No artigo, os pesquisadores do OCRC chamam a atenção para a necessidade de antecipar e mitigar os efeitos a longo prazo da falta de nutrientes para essa população por meio de:

-estímulos a pesquisas em universidades e institutos pelo mundo sobre os efeitos da desnutrição nos Yanomami, assim como opções de tratamentos;
-estratégias nutricionais planejadas e adaptadas à cultura local;
-ênfase na importância do consumo de alimentos saudáveis e não processados;
-fortalecimento da proteção territorial;
-e segurança alimentar.

Para os cientistas, a prevenção de novos casos de desnutrição no território requer a regulamentação e supervisão da mineração; restrições à exploração de recursos naturais; compensação socioambiental; e políticas para resguardar os direitos das áreas indígenas.

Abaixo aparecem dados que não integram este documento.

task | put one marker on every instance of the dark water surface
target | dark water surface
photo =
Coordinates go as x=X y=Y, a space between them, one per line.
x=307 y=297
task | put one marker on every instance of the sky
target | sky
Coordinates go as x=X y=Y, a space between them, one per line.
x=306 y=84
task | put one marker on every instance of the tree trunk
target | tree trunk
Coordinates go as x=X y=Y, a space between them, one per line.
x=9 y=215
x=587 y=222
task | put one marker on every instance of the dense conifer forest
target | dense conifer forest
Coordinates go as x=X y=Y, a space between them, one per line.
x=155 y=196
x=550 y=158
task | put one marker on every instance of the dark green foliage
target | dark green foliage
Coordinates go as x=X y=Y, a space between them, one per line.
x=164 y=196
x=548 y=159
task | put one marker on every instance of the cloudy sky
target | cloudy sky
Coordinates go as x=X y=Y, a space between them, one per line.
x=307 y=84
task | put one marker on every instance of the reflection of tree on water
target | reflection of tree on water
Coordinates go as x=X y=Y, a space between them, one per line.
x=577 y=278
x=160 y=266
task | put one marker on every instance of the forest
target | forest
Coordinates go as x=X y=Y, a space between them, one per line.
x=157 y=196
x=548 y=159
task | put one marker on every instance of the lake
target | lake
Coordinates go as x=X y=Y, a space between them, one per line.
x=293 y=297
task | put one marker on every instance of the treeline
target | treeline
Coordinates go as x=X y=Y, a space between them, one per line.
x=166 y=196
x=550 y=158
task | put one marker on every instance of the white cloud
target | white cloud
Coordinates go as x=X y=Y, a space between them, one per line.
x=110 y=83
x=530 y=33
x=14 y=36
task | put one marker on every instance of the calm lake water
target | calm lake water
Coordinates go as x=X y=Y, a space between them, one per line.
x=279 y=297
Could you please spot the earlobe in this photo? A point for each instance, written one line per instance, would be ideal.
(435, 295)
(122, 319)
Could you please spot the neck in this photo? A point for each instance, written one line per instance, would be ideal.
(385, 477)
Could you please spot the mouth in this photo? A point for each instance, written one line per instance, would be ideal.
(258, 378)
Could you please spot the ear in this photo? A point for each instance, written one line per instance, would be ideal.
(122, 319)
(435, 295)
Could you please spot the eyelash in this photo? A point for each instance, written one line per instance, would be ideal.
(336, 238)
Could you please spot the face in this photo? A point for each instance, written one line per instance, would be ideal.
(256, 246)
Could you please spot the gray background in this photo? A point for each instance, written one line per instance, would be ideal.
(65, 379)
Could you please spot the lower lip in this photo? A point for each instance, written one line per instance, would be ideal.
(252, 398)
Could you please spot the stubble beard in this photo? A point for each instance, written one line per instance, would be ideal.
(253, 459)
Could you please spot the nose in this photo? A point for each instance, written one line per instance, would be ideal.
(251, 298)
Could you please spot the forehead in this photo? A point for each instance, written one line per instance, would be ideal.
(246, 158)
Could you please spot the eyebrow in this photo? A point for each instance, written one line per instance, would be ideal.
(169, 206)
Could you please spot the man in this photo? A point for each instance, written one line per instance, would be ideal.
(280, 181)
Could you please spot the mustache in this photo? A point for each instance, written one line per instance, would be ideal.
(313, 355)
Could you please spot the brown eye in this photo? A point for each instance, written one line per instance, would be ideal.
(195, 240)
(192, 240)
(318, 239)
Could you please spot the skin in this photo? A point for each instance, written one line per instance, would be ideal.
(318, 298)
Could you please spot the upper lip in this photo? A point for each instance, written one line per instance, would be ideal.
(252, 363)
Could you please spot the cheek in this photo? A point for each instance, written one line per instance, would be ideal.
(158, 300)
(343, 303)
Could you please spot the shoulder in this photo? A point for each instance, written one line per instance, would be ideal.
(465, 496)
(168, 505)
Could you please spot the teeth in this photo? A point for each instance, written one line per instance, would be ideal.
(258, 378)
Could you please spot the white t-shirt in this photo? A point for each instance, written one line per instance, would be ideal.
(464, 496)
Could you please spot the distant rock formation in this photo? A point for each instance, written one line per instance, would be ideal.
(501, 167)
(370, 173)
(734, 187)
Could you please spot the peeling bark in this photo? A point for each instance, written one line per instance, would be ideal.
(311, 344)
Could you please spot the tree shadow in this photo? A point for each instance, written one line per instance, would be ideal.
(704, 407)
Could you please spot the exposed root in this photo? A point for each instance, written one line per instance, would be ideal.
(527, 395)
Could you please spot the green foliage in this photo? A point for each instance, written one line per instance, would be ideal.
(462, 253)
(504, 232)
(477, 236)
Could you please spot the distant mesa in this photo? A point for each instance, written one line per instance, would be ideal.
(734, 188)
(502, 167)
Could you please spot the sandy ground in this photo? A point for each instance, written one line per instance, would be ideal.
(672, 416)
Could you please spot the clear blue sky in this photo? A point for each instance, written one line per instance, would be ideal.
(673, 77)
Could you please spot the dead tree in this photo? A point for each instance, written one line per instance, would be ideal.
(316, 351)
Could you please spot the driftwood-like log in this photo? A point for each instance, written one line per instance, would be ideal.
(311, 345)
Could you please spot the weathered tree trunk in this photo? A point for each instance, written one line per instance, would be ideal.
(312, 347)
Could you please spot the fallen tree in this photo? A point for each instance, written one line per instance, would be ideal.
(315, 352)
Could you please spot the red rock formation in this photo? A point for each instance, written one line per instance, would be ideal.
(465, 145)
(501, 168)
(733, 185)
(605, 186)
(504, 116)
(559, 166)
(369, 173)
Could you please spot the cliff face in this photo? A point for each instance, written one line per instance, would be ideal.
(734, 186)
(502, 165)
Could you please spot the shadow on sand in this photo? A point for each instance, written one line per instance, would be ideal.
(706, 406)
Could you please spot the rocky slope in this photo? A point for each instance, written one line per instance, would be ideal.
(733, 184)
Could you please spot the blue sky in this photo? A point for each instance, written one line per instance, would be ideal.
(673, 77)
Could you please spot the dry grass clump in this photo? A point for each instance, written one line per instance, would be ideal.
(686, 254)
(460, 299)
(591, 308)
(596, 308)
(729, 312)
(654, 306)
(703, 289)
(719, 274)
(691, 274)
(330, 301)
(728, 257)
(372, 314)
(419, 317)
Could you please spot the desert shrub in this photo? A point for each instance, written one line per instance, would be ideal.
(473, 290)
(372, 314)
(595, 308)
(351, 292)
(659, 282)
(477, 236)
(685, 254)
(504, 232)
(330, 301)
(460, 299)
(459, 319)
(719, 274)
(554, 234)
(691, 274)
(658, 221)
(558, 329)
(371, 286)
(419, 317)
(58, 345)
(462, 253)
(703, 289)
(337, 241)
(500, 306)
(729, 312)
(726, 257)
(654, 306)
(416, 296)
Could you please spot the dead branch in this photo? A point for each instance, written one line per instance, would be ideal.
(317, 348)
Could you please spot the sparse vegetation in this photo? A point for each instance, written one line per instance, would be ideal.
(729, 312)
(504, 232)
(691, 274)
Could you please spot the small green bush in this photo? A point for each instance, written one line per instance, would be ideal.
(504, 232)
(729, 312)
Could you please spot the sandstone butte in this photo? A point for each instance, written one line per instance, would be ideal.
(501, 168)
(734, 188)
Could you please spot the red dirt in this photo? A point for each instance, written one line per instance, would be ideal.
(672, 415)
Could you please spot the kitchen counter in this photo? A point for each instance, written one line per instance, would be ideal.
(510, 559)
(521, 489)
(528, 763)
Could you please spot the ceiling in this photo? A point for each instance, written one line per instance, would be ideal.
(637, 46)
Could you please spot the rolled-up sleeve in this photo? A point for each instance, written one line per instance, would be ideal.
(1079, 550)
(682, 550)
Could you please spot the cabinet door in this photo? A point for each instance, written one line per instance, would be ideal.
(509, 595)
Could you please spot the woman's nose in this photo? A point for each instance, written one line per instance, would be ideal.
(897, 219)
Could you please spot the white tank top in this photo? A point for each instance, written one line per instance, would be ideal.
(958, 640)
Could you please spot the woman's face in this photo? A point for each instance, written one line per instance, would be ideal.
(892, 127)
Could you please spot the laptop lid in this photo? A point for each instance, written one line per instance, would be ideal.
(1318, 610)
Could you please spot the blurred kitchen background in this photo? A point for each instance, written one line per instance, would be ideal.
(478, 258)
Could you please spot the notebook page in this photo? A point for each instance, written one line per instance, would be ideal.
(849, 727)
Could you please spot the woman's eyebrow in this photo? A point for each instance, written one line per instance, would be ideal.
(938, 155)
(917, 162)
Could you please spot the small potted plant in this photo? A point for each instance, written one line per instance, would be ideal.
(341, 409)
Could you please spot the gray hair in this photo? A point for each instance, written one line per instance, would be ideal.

“O mais importante de tudo isso, na minha concepção, é fazer uma devastação não na floresta, mas nos garimpos que estão lá, além da reconstituição mais precoce possível do meio ambiente porque, a partir disso, eles [Yanomami] vão conseguir pelo menos amenizar esses problemas futuros”, destaca Carneiro.

Efeitos

Entre os principais efeitos da escassez de nutrientes em pessoas reabilitadas estão:

-alterações na estrutura e fisiologia do trato respiratório;
-danos ao fígado e à função biliar;
-intolerância à glucose e diminuição da secreção de insulina;
-maior depósito de gordura e ganho de peso;
-alterações na microbiota intestinal;
-tamanho cerebral reduzido e envelhecimento prematuro;
-alterações em vasos sanguíneos;
-redução das respostas imunes celulares e humorais.

‘Sensibilizar a comunidade’

Para o professor, o principal objetivo da publicação é “sensibilizar toda a comunidade”, dentro e fora do país, sobre as questões que cercam os Yanomami, incluindo cientistas, empresários direta ou indiretamente incluídos no processo, a população e o poder público.

“Precisamos ter medidas a médio e longo prazo para acompanhar essas crianças, essas pessoas, e ver momento em que podemos ter alguma intervenção que pode, pelo menos, proteger essa população ou reduzir os impactos que isso [desnutrição] vai causar lá na frente”, destaca.

Terra Yanomami

A área é alvo do garimpo ilegal de ouro desde a década de 1980. Mas, nos últimos anos, essa busca pelo minério se intensificou, causando além de conflitos armados, a degradação da floresta e ameaça a saúde dos indígenas.

Desde janeiro do ano passado, o território está em emergência sanitária na saúde. A medida foi decretada pelo governo federal para levar atendimento de saúde aos indígenas e também para retirar garimpeiros da região.

A invasão garimpeira causa a contaminação dos rios e degradação da floresta, o que reflete na saúde dos Yanomami, principalmente crianças, que enfrentam a desnutrição por conta do escasseamento dos alimentos.

Mesmo com o enfrentamento, um ano após o governo decretar emergência, o garimpo ilegal e a crise humanitária permanecem na região.

O Ministério dos Povos Indígenas (MPI) estima que cerca de sete mil garimpeiros ilegais continuam em atividade no território. O número de invasores diminuiu 65% em um ano, se comparado ao início das operações do governo federal, quando havia 20 mil invasores no território.